Dr. Patrick Wolf of the University of Arkansas and colleagues followed students randomly assigned to a school voucher in Louisiana via a lottery system. Such random assignment creates an experiment whereby the researchers can be far more certain that the effects they observe are due to the voucher program than other factors. In the first two years, Wolf and colleagues found negative effects on achievement in both math and language arts.

However, by the third year in the program, these negative effects have disappeared. The performance of students in the voucher program was found to be on par with their public school peers. This is in fact an improvement upon public schooling because it indicates the same level of achievement can be had at half the cost of public schools or less.

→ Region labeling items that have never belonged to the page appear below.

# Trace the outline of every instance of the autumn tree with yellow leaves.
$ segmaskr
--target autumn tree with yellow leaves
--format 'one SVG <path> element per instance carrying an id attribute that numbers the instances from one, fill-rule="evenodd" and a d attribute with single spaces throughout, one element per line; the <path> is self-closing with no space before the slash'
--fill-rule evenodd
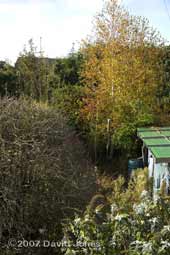
<path id="1" fill-rule="evenodd" d="M 146 18 L 130 15 L 117 0 L 105 2 L 82 45 L 81 117 L 95 146 L 130 148 L 136 127 L 154 123 L 163 45 Z"/>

In Indiana, Dr. Mark Berends of Notre Dame and R. Joseph Waddington of the University of Kentucky found a similar pattern. Students entering the Indiana voucher program fell behind their public school peers initially, before equaling them (in the case of math) and surpassing them (in the case of English) by their fourth year.

The new results in Indiana and Louisiana are also consistent with the results of Milwaukee’s School Choice Demonstration Project that ended in 2012. That study of Milwaukee’s voucher program found insignificant differences among students in public schools and the voucher program. But the voucher students pulled ahead in English in the fourth year.

The significance of the pattern is still up for debate, but there is room for supposition. As with any student entering a new school, it is likely that newly minted voucher students undergo a period of adjustment. Differences in academic expectations, in school rules, and adjustments to a new social and academic environment may make it difficult for voucher students at first. But over time, these students adjust and increasingly thrive.

Successful school choice programs can and have been defined by more than just academic achievement. Coupled with the increasing popularity of voucher programs around the country, studies have found decreased criminal behavior, better school safety, higher likelihood of graduating from high school, and increases in civic values and tolerance. That plus the cost savings in an era of drastically indebted entitlement states makes school choice a positive policy option in myriad ways.

Nevertheless, policymakers and school choice advocates should not shy away from the debate on achievement. Long-term evaluations are consistently showing evidence of student growth. They also suggest a need for patience, cautioning against premature judgements about the success of a school choice program.